To show what a mine will do when it can be worked, I will give a short account of what one has done. The Tuscumbia Mine of Turkey Creek District, this county, is the subject. Mr. Holland of your town and the writer one morning about the end of last May each mounted a mustang and started from here for the Tuscumbia, about twelve miles, arrived in the after-noon after looking at two mines we have, about two miles on this side, and supposed to be on the same lead.


[Note. Next item refers to “Dr. C. J. Holland.” This cannot be right. It must be that it refers to Dr. C. G. Holland. Evidently Dr. C. G. Holland is the one who got in trouble over drinking! MAW]
Arkansas City Traveler, January 4, 1882.
Dr. C. J. [G.] Holland, a prominent physician of Winfield, Kansas, has cast his mortar among us. He is a good physician, not a bit fine haired, and long may he wave.
Socorro, New Mexico, Daily News.



Arkansas City Republican, December 4, 1886.

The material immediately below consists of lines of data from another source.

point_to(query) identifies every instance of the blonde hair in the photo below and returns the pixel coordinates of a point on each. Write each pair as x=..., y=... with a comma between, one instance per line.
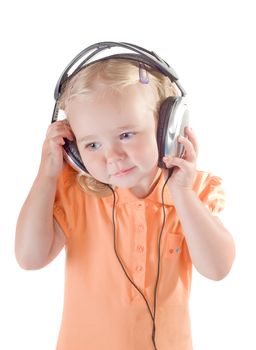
x=115, y=74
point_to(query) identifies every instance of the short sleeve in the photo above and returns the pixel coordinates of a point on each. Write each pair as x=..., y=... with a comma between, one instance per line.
x=211, y=192
x=64, y=208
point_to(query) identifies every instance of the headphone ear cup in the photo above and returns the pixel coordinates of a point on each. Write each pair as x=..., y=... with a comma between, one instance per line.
x=173, y=118
x=72, y=156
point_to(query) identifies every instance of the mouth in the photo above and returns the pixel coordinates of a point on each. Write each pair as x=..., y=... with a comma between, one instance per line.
x=123, y=172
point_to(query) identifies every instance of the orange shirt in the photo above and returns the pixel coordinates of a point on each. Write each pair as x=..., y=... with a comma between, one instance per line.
x=102, y=309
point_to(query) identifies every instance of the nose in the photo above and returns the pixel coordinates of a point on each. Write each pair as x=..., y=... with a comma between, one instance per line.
x=114, y=155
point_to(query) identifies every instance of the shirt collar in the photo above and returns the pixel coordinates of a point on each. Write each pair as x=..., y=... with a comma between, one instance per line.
x=124, y=195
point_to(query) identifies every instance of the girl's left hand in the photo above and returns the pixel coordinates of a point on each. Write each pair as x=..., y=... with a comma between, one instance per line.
x=184, y=172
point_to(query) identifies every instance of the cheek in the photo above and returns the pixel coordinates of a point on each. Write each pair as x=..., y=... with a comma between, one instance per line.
x=147, y=151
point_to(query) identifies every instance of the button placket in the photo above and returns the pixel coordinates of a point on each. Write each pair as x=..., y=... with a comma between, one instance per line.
x=139, y=246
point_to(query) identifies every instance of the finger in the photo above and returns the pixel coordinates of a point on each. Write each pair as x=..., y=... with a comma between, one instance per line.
x=190, y=154
x=183, y=164
x=192, y=137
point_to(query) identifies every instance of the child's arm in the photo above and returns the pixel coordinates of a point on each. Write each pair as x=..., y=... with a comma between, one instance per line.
x=38, y=236
x=210, y=245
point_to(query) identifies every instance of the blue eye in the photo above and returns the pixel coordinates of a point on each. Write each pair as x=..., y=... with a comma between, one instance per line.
x=127, y=135
x=92, y=146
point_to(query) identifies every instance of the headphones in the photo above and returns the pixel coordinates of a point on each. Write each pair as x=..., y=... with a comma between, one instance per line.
x=173, y=115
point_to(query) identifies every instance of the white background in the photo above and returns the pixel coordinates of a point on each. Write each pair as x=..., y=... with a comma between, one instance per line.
x=211, y=44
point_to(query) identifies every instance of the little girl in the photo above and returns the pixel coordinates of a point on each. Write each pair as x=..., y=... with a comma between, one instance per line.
x=130, y=243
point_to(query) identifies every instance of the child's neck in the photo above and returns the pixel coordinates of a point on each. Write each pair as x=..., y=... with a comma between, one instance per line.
x=143, y=191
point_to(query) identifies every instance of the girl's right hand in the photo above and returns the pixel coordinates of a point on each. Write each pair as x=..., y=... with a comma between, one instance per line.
x=52, y=152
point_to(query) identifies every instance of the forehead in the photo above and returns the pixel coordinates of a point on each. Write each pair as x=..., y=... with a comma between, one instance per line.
x=108, y=109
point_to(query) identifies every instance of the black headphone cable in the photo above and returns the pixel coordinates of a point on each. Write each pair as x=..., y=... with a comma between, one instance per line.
x=158, y=270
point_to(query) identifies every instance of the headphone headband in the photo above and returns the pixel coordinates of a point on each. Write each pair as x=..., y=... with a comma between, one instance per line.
x=141, y=55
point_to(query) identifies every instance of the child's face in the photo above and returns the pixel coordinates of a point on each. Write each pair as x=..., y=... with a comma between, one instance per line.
x=123, y=135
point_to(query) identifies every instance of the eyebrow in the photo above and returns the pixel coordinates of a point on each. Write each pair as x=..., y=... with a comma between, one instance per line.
x=87, y=137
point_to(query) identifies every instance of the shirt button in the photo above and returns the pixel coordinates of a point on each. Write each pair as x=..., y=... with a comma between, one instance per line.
x=139, y=268
x=140, y=205
x=141, y=228
x=140, y=249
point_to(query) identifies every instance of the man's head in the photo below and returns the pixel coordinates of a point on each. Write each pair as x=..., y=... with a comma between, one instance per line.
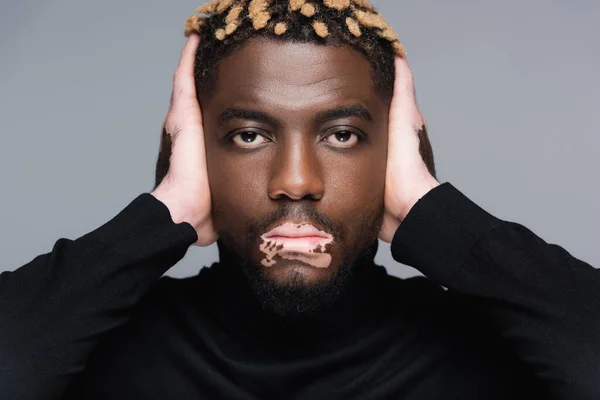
x=295, y=99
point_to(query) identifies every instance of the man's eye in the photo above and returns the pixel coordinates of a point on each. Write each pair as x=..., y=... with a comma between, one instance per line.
x=248, y=139
x=343, y=139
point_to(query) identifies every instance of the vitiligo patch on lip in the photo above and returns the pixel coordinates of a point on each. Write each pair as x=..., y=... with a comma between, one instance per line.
x=309, y=250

Died at 11 o’clock Sunday morning, at her home near Constant, Mrs.Sallie A., wife of West Holland, passed from this earth. She was born January 5, 1823, in Wayne County, North Carolina, and so, had she lived until the coming 5th of January, she would have been 64 year of age. On the 12th day of December, 1844, she was united in marriage to West Holland. She was the mother of thirteen children, all but one of whom are now living. The family of whom she was the mother has resided in Cowley County since 1870, and are known all over the county, having hosts of friends who sympathize with them in their great loss.
                                                                 * * * * *
The 1901 biography of Cowley County lists Lucious Walton. In it they mention the Holland family.
“Mrs. Walton well remembered her first view of Winfield, and how little it was entitled to be called a town, as many of the inhabitants were living in tents and wagons. The early days in Kansas were attended with rough experiences and much trepidation on account of the Indians. Upon one occasion, Mr. Holland became frightened at the noise made by a party of Indians who were passing his house in the night, and took his wife and 12 children to shelter in some bushes not far away. The night being cool, the anxious mother feared for the comfort of her youngest child, a babe in arms, and requested her husband to return to the house for a quilt. Upon seeing him run back with the quilt over his shoulders, Mrs. Holland became frightened and screamed herself almost into hysteria. That night they drove to Winfield for safety. This incident, laughable now, was serious enough at that day.